[Mimedefang] getting it right about how the filter works...
David F. Skoll
dfs at roaringpenguin.com
Wed Nov 28 09:39:40 EST 2001
On Wed, 28 Nov 2001, Tony Nugent wrote:
> First question: at what point is it "safe" (or unsafe) to access the
> variables declared at the top of mimedefang.pl?
The mimedefang-filter(5) man page has a section starting with the
sentence:
"In addition, the following global variables are available:"
The variables listed in that section are valid in filter_begin, filter,
and filter_end.
Any other global variables may or may not be; I make no guarantees.
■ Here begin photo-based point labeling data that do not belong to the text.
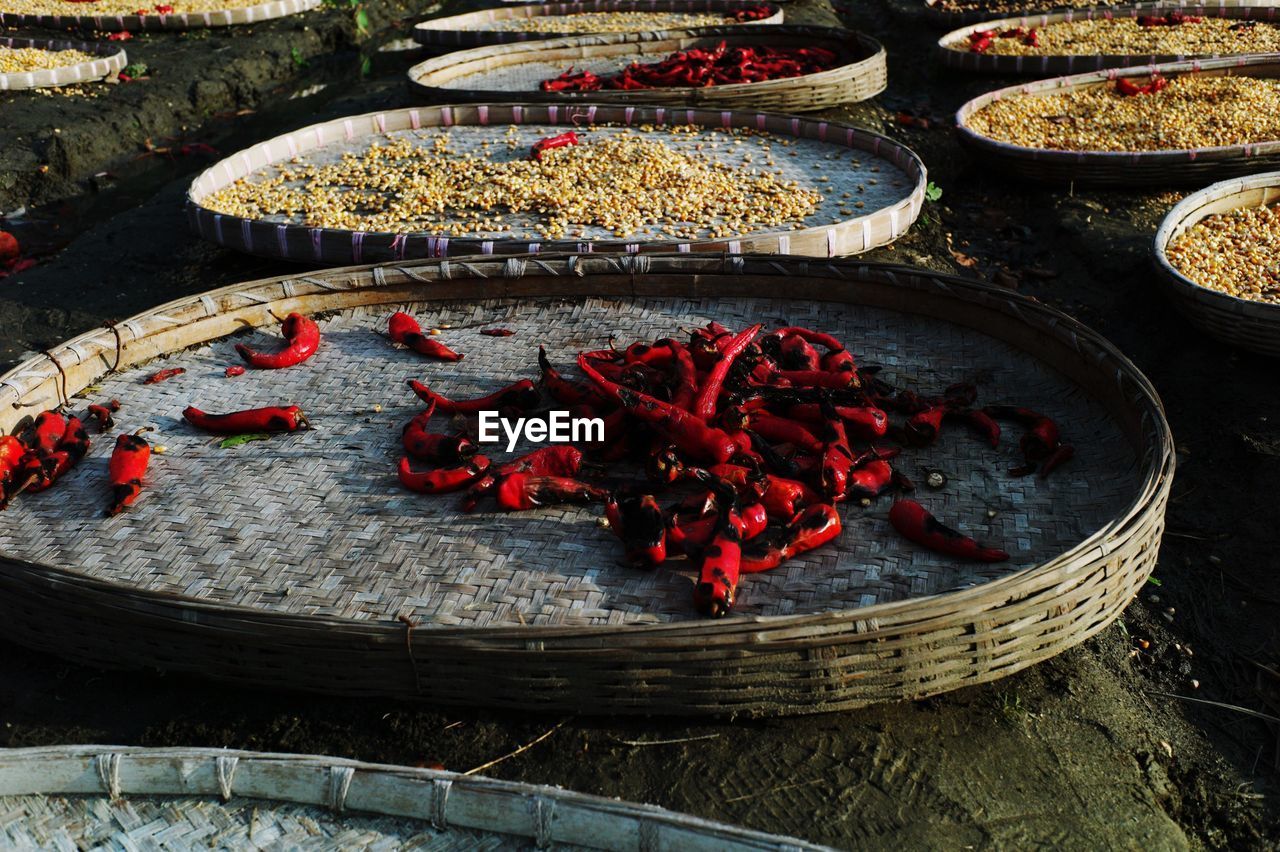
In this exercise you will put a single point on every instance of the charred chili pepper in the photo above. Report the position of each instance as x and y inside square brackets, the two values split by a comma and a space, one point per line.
[405, 329]
[126, 470]
[274, 418]
[914, 522]
[304, 338]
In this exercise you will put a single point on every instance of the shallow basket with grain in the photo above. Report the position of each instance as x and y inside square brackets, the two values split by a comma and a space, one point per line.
[476, 28]
[954, 51]
[828, 234]
[110, 60]
[68, 797]
[250, 14]
[1240, 323]
[489, 73]
[301, 563]
[1123, 168]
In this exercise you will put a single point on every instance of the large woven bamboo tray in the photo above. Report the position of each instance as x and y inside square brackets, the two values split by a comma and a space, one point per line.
[954, 47]
[1123, 168]
[891, 204]
[301, 563]
[498, 71]
[110, 60]
[476, 28]
[255, 13]
[105, 797]
[1240, 323]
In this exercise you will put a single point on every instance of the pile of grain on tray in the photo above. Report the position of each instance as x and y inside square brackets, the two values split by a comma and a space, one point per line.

Read
the source to know for sure. :-)
> I'd like to be able to easily sort them chronologically by name.
> Is there any reason why a sequential timestamp mechanism not be
> used to generate these names, instead of random numbers?
That could be done, I suppose. I could base it on the time. Please
vote for this change off-list, and if the consensus is that it's a good
idea, I'll make the change.
> I'd also like to be able to use the name of the quarantine
> directory as a reference string for the "incident", making them
> easy to find if they need to be retrieved. I haven't spotted the
> global variable that identifies this generated name may be - and
> I assume that it is only available filter_end() or in filter() in
> passes _after_ an action_quarantine() has been called.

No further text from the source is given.